Je suis une Guadeloupéenne née à Paris. Enfant, je
ne parlais pas le Créole. Mes parents reléguaient cette langue
au second plan comme la plupart de leurs compatriotes. A cette époque,
les Antillais de l’hexagone imaginaient que la langue créole était
obsolète, n’avait pas d’avenir. Pour eux, le Créole évoquait
la misère des plantations, une certaine forme de malheur, un passé douloureux.

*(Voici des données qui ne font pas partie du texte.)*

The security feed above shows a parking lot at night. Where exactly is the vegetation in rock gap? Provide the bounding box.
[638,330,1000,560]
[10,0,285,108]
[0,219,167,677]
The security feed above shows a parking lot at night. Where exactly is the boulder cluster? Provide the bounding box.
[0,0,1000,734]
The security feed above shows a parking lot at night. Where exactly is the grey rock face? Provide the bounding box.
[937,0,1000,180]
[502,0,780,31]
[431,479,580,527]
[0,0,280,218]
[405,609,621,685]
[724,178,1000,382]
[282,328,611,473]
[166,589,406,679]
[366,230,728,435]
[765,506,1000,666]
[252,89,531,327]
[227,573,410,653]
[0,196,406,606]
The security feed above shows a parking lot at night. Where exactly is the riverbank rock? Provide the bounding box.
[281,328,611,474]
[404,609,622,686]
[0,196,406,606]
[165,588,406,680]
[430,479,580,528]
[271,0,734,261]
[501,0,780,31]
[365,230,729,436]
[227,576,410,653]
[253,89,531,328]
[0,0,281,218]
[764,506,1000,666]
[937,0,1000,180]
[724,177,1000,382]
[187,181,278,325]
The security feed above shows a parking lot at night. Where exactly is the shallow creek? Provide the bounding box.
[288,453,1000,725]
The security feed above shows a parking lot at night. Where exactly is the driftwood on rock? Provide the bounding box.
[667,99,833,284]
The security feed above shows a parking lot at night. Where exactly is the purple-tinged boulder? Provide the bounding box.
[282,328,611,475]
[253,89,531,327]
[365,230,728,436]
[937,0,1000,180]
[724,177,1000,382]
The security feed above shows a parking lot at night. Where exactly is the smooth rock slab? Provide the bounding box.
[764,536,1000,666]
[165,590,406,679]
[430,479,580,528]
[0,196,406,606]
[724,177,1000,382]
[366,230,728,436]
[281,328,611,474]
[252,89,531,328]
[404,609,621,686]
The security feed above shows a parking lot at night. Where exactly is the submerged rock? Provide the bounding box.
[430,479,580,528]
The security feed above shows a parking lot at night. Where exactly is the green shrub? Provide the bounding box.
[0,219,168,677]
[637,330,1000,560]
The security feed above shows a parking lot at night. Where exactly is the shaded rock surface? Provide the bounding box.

Ils voulaient, je crois, offrir à leurs enfants un monde nouveau,
moderne. Il faut savoir que la France représentait énormément
: la connaissance, une promotion sociale évidente, un espoir. En
Guadeloupe, mes parents avaient vécu à la campagne, dans
des cases sans eau courante, ni électricité. Ma mère
a grandi sur une plantation. Souvent, elle m’a raconté qu’elle
n’avait que deux robes en tout et pour tout, qu’elle possédait
une seule paire de chaussures, des bottines. Elle marchait pieds nus jusqu’à l’école
et remettait ses chaussures en arrivant devant sa classe.
Ma grand-mère paternelle a rejoint notre famille à Paris
quand j’avais quatre ans. Elle ne s’exprimait qu’en
Créole,
ne savait ni lire ni écrire, ne parlait pas un mot de français.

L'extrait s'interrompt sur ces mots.